Page:Revue des Deux Mondes - 1853 - tome 4.djvu/967

Le texte de cette page a été corrigé et est conforme au fac-similé.

— Vain nom de Dieu ! voilà donc ce qui te retarde ? cria Barmou à son valet ; tu restes en route à faire le galant quand l’ouvrage appelle au logis ? Je t’ai donné, il parait, une ermaille et une luge pour canoter les gracieuses[1] ?

— Je vous amené celle que vous attendiez, répondit François d’un ton de condescendance familière. Est-ce que vous ne reconnaissez pas votre fillole ? Je l’ai rencontrée à la croisée des chemins qui demandait sa route au cousin Abraham.

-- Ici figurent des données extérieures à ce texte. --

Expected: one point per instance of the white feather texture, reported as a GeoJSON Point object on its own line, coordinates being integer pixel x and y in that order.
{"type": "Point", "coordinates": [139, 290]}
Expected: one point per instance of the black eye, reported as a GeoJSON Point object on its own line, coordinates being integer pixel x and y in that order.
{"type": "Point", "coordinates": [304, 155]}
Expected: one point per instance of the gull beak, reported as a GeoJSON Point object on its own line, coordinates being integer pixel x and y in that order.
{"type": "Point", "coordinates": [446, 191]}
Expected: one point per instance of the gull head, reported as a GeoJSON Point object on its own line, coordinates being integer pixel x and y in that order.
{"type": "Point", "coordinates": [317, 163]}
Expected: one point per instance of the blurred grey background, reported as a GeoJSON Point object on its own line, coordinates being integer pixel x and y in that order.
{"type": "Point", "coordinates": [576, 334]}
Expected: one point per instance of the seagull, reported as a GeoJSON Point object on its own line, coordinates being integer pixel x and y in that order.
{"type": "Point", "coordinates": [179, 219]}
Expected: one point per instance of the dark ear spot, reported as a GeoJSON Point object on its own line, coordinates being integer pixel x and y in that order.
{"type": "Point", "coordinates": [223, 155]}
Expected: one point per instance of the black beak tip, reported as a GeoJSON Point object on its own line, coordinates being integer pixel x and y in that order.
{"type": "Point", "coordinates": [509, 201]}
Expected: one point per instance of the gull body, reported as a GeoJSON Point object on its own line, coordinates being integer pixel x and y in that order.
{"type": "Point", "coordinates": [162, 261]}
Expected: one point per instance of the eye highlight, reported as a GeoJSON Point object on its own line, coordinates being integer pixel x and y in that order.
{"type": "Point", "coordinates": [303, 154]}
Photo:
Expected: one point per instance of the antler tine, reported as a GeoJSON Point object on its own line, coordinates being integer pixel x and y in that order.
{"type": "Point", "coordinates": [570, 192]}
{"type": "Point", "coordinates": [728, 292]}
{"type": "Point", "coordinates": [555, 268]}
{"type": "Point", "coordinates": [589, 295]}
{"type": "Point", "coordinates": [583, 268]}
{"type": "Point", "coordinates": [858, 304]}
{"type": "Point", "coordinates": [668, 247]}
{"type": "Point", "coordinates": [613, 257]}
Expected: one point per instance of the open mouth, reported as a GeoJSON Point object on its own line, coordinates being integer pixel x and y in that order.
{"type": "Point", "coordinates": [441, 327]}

— Ce qui fait que dès l’arrivée je me suis trouvée en famille, ajouta Marthe, qui s’approcha de Barmou pour l’embrasser.

Celui-ci la laissa faire en grommelant quelques injures contre Chérot ; puis, s’adressant à François : — Et toi, un peu de hâte ! continua-t-il ; montre que tu as des jambes et un fouet ! En route, saint-lâche ! les bêtes attendent après leur fourrage.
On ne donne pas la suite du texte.